When BigQuery runs a query over tables in these catalogs, BigQuery routes the query to the region in the catalog's primary region. If you run a query in a specific virtual region (like US or EU) and the catalog metadata isn't present in that location, the query might fail.

Specify primary regions for US and EU multi-regions

For catalogs that use a US or EU multi-region bucket, you can specify the primary region when you create the catalog to ensure that BigQuery can access it from the corresponding regions.

  • Cloud Storage EU multi-region: Specify EU or europe-west4.
  • Cloud Storage US multi-region: Specify US or us-central1.

The system selects a catalog's primary replica when you create it, but you can dynamically update it by calling FailoverCatalog. For more information about defining primary locations, see Use the BigLake metastore Iceberg REST catalog.

Querying catalogs

When querying BigLake metastore tables from BigQuery, you use a four-part naming structure, often referred to as P.C.N.T:

  • Project: The Google Cloud project ID that owns the catalog.
  • Catalog: The name of the BigLake metastore catalog.
  • Namespace: The Iceberg namespace (equivalent to a BigQuery dataset).
  • Table: The name of the table.

For example, my-project.biglake-catalog-id.my-namespace.my-table.

Catalog federation with BigQuery

You can use the Iceberg REST catalog interface to manage and query tables that are visible to BigQuery.
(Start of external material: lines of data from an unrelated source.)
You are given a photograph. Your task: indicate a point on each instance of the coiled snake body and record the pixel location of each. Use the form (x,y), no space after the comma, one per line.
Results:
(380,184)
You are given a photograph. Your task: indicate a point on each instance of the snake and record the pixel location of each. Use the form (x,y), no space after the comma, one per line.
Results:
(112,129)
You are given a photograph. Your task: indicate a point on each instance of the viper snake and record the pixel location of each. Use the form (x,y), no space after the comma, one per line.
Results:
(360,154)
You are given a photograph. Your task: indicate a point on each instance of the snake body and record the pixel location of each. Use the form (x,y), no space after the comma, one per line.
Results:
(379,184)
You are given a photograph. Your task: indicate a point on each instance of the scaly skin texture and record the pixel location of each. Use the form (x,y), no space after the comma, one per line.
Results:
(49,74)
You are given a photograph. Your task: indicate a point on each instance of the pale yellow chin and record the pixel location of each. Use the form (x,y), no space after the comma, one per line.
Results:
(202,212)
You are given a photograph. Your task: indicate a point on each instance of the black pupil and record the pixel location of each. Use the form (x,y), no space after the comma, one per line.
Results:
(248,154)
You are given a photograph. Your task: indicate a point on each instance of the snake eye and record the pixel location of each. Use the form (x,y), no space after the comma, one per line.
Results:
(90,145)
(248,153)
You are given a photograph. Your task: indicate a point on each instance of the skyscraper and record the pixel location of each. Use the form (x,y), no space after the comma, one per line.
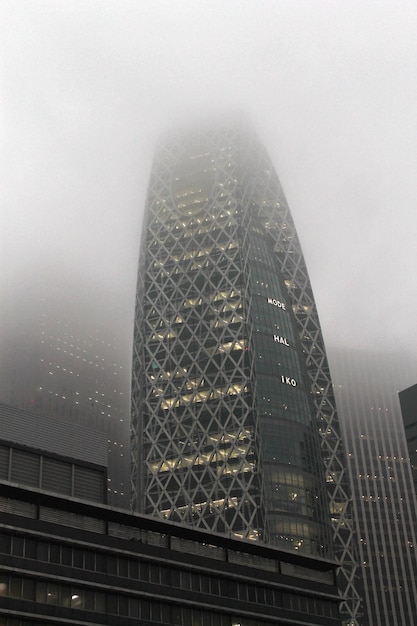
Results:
(408,402)
(384,503)
(232,406)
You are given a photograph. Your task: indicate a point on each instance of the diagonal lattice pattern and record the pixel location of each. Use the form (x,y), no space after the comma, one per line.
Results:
(232,405)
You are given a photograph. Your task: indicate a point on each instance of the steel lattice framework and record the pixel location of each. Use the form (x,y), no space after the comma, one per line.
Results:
(218,239)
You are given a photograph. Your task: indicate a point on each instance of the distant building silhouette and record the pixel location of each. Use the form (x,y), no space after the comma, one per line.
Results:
(57,359)
(384,502)
(408,401)
(232,405)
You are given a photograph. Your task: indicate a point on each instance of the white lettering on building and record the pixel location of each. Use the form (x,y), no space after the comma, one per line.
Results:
(288,381)
(280,305)
(282,340)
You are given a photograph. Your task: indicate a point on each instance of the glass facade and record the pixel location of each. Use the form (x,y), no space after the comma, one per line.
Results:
(230,417)
(63,561)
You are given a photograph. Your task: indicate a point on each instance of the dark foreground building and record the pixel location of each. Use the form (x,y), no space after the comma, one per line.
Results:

BigQuery federation catalogs don't require you to create a catalog resource; they can be used in any project that has the BigQuery API enabled. This lets you:

Because these resources are managed by BigQuery, you must have the applicable required permissions. Credential vending isn't supported for federated catalogs.

To enable federation, configure your client with the bq://projects/PROJECT_ID warehouse format in the WAREHOUSE_PATH field in the client configuration examples in Use the Iceberg REST catalog. You can also choose to include a BigQuery location to restrict future requests to a single location using the bq://projects/PROJECT_ID/locations/LOCATION format.